“那濱水縣怎麼辦?”
“我自有安排。顧劭,你去右驍衛,找陳將軍。厲王答應給我派五百精兵。”
“厲王?給大人派兵?”顧劭頗為驚訝。
“我去要了幾百兵士,用來剿匪。這點麵子厲王還是要給的。”
“大人,那可是厲王自己的兵,我們無法控製。”顧劭以為寧遠恒要這幾百兵,是用來針對厲王的。

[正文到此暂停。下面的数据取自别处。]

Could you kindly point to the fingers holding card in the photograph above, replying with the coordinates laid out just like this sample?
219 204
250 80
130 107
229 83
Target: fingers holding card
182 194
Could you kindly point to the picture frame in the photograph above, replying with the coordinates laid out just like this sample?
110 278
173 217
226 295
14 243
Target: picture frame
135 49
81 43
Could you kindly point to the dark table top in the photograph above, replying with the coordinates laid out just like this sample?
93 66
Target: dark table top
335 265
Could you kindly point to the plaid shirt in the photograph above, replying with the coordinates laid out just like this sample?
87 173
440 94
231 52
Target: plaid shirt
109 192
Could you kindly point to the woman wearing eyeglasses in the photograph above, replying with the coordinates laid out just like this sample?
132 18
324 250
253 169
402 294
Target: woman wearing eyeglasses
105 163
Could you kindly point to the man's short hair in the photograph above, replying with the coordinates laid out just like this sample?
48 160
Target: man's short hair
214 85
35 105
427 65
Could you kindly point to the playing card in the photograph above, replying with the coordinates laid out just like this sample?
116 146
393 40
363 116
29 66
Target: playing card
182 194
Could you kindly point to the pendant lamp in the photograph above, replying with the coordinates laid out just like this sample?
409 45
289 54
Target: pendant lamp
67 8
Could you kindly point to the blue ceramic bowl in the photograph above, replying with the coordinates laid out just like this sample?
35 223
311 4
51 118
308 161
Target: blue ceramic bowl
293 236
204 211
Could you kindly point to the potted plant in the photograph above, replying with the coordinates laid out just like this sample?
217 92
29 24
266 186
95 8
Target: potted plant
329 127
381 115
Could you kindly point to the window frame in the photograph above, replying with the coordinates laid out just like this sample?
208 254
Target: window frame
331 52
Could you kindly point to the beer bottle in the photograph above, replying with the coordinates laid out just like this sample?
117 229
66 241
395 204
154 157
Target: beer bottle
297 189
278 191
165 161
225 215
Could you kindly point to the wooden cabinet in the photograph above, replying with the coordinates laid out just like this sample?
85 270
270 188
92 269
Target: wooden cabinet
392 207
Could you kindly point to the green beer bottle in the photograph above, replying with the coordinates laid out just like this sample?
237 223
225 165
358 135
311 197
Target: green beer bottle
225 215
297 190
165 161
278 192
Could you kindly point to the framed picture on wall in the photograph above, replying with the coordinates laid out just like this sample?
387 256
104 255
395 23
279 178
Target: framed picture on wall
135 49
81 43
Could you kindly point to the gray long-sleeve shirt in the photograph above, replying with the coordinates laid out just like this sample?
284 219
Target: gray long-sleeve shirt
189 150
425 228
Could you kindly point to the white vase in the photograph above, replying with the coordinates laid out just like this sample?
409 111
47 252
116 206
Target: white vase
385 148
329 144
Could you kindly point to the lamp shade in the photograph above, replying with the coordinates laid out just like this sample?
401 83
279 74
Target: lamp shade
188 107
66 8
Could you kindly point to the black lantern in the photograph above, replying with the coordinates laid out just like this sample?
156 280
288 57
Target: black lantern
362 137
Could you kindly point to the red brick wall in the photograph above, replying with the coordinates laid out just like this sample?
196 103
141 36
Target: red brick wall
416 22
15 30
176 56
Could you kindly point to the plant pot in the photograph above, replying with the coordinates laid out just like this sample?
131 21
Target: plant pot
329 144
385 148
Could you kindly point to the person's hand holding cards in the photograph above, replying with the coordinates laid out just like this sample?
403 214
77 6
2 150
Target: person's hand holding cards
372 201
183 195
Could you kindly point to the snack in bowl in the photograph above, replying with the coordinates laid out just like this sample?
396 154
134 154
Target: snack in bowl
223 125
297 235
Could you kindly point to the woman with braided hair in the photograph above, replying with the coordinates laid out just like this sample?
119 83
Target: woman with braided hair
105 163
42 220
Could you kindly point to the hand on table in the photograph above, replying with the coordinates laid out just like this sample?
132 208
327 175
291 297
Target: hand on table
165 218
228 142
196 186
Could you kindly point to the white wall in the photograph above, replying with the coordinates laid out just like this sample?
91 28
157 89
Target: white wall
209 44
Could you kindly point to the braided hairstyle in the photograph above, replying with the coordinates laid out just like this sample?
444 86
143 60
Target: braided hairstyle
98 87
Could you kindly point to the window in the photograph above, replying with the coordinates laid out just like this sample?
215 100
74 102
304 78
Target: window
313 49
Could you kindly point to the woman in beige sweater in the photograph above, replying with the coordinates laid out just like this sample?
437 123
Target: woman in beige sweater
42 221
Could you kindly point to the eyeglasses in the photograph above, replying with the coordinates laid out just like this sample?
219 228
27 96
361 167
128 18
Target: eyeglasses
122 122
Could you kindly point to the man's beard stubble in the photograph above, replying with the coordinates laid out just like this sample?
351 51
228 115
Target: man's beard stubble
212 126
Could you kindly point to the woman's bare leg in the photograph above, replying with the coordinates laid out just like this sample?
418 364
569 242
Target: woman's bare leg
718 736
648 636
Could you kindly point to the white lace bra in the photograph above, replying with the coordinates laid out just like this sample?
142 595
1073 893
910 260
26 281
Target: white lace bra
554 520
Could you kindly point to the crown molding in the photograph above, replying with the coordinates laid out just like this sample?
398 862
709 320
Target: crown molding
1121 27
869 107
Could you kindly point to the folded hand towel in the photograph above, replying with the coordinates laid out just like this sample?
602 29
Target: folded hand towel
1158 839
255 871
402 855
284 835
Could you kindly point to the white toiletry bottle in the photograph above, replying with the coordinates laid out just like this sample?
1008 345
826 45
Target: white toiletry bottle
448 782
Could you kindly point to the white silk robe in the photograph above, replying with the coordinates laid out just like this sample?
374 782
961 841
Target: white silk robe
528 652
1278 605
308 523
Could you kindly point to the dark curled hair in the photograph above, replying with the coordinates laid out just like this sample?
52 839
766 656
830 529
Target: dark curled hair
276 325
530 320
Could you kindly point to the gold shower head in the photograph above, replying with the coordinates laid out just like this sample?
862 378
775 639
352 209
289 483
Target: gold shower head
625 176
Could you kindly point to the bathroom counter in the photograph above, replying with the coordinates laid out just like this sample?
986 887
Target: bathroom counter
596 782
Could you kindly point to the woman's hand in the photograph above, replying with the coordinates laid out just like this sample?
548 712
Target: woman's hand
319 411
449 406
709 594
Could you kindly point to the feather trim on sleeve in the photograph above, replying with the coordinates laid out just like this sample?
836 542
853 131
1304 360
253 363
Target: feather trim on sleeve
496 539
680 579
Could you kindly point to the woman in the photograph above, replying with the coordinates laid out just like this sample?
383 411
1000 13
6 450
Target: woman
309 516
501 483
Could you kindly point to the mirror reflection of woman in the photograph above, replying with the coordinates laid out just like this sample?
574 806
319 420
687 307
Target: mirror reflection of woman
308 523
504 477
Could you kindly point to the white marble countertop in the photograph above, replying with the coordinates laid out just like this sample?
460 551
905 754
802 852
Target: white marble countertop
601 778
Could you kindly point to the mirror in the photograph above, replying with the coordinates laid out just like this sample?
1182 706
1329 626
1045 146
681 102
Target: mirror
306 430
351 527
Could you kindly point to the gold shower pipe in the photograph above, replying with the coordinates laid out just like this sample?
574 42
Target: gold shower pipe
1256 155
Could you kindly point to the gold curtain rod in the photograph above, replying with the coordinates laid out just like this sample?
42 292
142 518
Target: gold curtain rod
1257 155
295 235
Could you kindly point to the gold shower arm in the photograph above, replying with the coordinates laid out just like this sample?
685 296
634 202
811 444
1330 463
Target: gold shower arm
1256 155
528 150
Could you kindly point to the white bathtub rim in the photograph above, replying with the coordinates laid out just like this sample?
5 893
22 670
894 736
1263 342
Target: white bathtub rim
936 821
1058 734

“我們不用控製。”寧遠恒笑道,“你去把那五百精兵帶來,然後去呼栗縣剿匪。你記住,隻用他們剿匪,而且剿得越狠,影響越大越好。”
顧劭更加奇怪了,清理那些劫匪,用得著這麼大陣仗嗎?
顧劭相信寧遠恒,把疑問壓在心裡。他是軍人出身,剿幾十個散裝的劫匪,對他來說不是什麼難事。
寧遠恒待顧劭離開,他也離開了江州府。
沒有生意,李清寒搖著扇子正在閉目養神。
“李先生!”
一聲輕喚傳來,李清寒睜開眼,就看見寧遠恒那張英俊的麵容。
還不待李清寒有所反應,寧遠恒深深地揖了一禮。
李清寒立刻站起來,還禮。
“刺史大人,這禮太大了,草民承受不起。”
“我有求於先生,先生受得起。我想聘先生做我的幕僚,不知先生意下如何?”
“大人但有所差遣,草民定當全力以赴。”
寧遠恒大喜,他知道李清寒這是答應了。
“請先生隨我進府衙,我讓人給先生安排下處。”
李清寒手中的折扇微微一擺,道:“大人,這倒不必,我很喜歡與人排憂解惑。這裡便在府衙邊上,大人有什麼事,讓衙役喚我便可。”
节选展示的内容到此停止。